The variability in relative risk between diabetic and non-diabetic patients — as calculated by comparing the incidence rate ratios for developing AF per 1,000 person-years of follow-up — was significant for patients of all ages, said Jannik L. Pallisgaard, MD, who presented the study findings at the annual congress of the European Society of Cardiology,
Still, Pallisgaard noted, diabetes appeared to heighten the risk of AF far more in younger patients than older ones.
Diabetic patients between the ages of 18 and 39 had 2.5 times the risk of developing AF as their non-diabetic peers. Diabetic patients aged 65 and over, on the other hand, had roughly 1.3 times the AF risk as healthier seniors.
Such finding suggest that AF, which has always been very rare among younger adults, may become significantly more common in that age group if cases of diabetes continue their dramatic climb, said Pallisgaard, who also argued that the team’s analysis might justify new standards of care for all people with diabetes.

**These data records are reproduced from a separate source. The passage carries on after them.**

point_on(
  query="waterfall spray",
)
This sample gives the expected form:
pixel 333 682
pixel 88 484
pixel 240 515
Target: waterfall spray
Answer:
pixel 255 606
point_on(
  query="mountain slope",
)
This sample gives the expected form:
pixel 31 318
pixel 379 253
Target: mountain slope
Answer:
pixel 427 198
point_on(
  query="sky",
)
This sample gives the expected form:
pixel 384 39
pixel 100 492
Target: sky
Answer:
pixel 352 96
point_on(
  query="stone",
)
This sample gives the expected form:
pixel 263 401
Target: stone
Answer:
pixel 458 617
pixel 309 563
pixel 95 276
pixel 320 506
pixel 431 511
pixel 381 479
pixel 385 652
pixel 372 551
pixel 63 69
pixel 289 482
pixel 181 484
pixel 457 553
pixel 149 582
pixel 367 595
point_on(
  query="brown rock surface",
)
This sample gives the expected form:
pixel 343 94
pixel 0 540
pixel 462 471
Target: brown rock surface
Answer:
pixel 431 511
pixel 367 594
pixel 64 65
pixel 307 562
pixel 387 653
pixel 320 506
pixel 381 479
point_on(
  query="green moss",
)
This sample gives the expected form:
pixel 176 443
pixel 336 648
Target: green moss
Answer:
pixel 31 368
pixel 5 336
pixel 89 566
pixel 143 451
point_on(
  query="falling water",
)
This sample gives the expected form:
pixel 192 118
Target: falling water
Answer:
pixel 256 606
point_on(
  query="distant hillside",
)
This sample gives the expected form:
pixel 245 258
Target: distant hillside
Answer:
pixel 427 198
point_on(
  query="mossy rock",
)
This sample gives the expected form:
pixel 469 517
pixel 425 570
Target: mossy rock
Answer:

He said doctors should probably consider doing routine pulse palpation, ECGs and oral interviews designed to detect signs of arrhythmias in all diabetics, especially younger diabetics who have had the condition for less than 5 years.
The figures from the Danish study largely echo those from previous research projects, which have also linked diabetes to AF risk.
In the early 1990s, for example, the Framingham study found diabetes to be an independent risk factor for AF (odds ratio, 1.4 for men and 1.6 for women) after 38 years follow-up. An analysis of 41,436 Japanese patients from 2008, moreover, found the prevalence of diabetes was much greater in AF patients (20%) than in controls (12%).
That said, other studies have reached different conclusions, particularly after multivariate analysis that adjusted for potential confounding factors. Post hoc analysis of the ALLHAT study in 2009, for example, found that diabetes is not an independent predictor of AF in patients with hypertension.
What’s more, research to date has not proven the link between diabetes and AF (if it exists at all) to be causal. Some researchers have posited that the apparent connection between the two conditions may stem from a common cause such as inflammation, which has been linked to both AF and diabetes. Others have suggested that glucose and insulin disturbances, which can affect the heart, may trigger the AF.